Nicht nur am Charlottenburger Hardenbergplatz gibt es die Vision von „vertikalen Kiezen“. Dabei wird die Berliner Mischung aus Wohnen, Arbeiten und Ausgehen einfach übereinander gelegt.

Berlin ist eine Flächenstadt, die ihren Luftraum vernachlässigt. Hochhäuser geraten meist nur halbhoch. Zu sehen am Potsdamer Platz. Oder in der Kantstraße. Das KapHag-Hochhaus mit dem markanten Segel in der Kantstraße misst 54 Meter. Höher durfte Architekt Kleihues 1992 nicht bauen.
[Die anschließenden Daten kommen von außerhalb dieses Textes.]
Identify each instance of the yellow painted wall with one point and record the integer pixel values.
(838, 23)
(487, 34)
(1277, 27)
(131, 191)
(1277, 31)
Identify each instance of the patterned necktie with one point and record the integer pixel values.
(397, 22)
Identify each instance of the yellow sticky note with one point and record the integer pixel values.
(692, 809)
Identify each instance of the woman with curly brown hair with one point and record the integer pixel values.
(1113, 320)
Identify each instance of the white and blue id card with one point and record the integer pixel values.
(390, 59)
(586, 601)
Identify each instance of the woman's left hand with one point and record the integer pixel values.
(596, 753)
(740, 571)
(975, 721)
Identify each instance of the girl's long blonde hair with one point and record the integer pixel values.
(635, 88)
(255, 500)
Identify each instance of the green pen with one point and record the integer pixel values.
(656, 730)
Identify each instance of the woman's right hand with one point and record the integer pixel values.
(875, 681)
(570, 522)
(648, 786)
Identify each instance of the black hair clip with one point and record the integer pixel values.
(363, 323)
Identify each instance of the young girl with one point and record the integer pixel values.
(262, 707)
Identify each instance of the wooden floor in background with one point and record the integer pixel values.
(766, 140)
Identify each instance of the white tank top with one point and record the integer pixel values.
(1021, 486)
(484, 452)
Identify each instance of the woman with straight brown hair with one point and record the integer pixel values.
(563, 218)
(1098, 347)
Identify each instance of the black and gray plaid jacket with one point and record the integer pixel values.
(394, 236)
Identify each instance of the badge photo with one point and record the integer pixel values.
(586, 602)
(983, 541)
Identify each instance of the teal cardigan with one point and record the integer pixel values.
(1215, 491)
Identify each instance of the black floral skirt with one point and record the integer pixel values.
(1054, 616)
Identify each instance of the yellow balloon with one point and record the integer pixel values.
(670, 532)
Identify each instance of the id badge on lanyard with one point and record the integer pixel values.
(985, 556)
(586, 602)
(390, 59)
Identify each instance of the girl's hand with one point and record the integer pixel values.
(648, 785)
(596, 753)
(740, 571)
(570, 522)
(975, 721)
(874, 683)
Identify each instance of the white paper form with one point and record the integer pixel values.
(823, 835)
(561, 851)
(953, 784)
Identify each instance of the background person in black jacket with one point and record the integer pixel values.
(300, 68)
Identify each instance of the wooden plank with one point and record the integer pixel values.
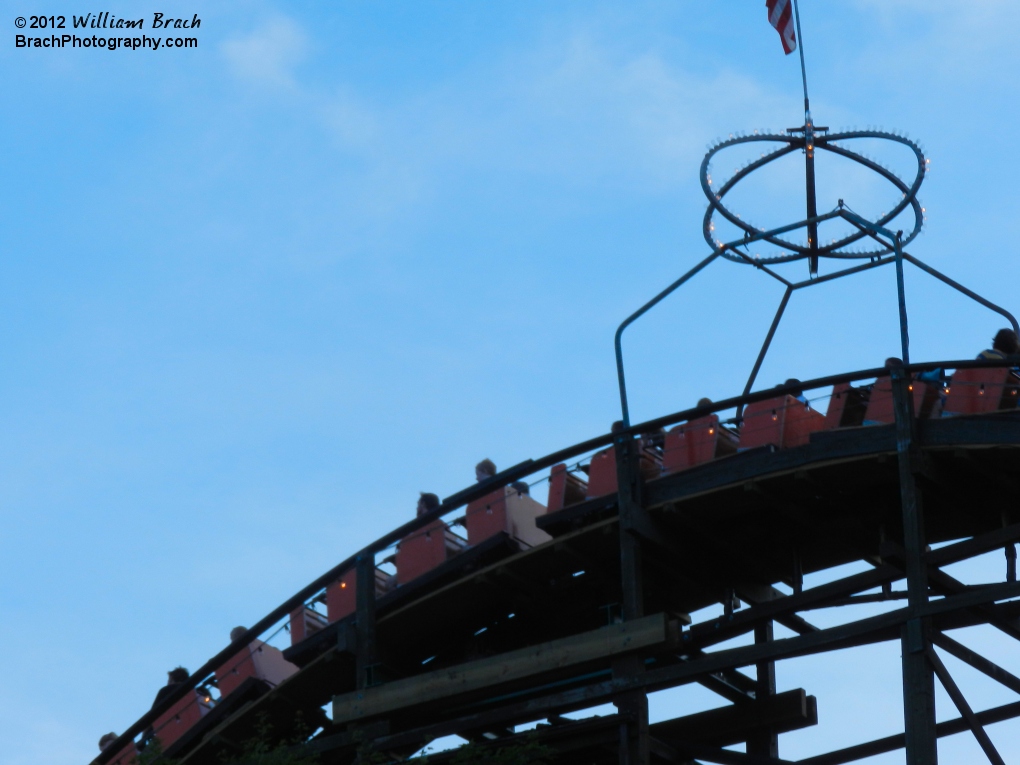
(726, 725)
(651, 631)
Am Alexanderplatz sind ein paar Türme mit maximal 150 Meter geplant, die architektonische Vision der AG City auf dem Hardenbergplatz misst nun immerhin 209 Meter. Im internationalen Maßstab sind das aber Wolkenkratzer-Peanuts.
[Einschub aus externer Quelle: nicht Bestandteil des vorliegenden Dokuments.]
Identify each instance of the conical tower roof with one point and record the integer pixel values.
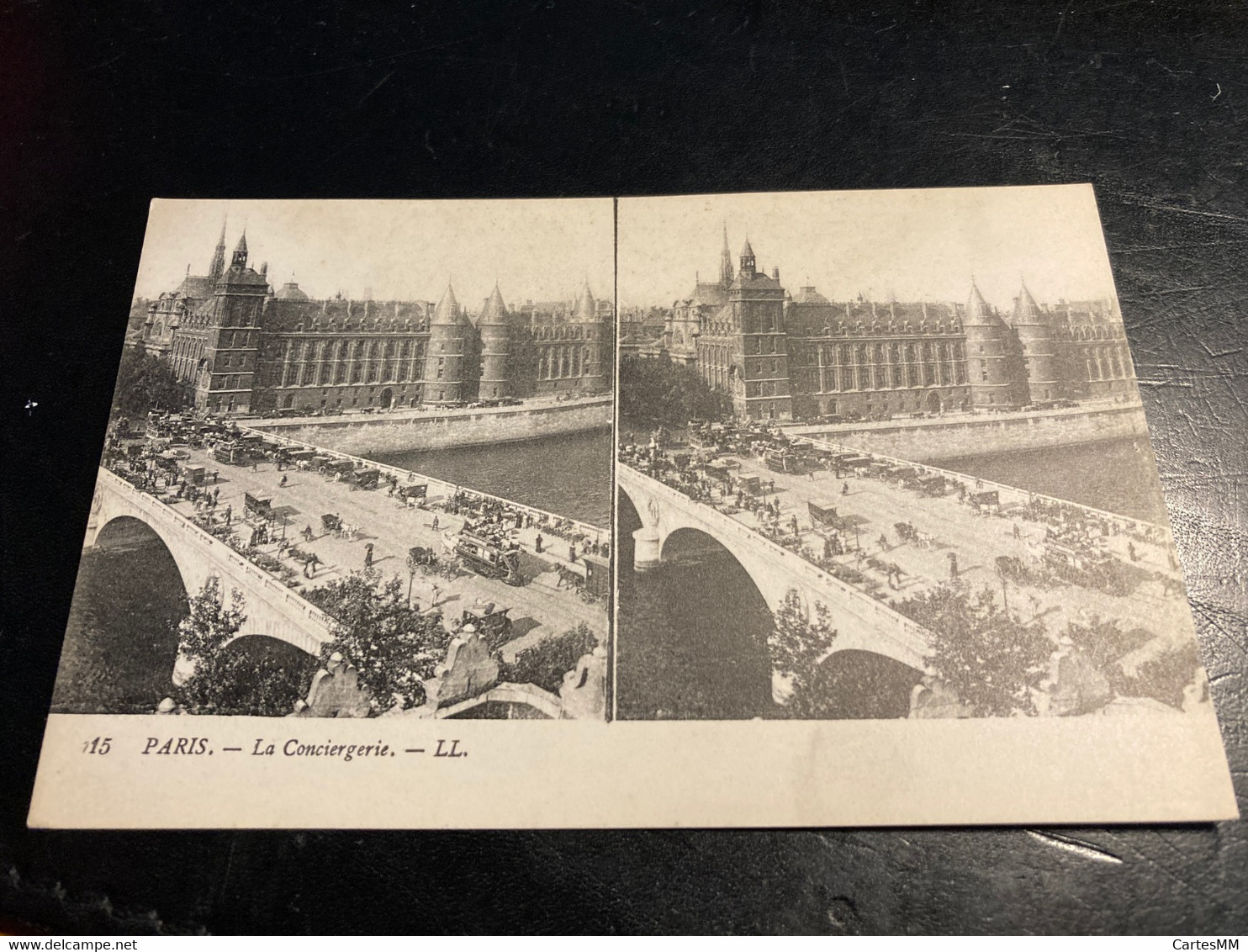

Zwei frisch examinierte Architekten der Beuth-Hochschule wollen den Berlinern ihre Schwindelängste nehmen und schlagen vor, die Stadt endlich konsequent in die Höhe zu bauen. „Vertikale Kieze“ nennt sich ihr Konzept, das sie für ihren Masterabschluss entworfen haben. Die Hochhausfrevel der Vergangenheit, die Entwicklung standardisierter Schlafstadt-Blöcke, wollen sie dabei selbstverständlich vermeiden.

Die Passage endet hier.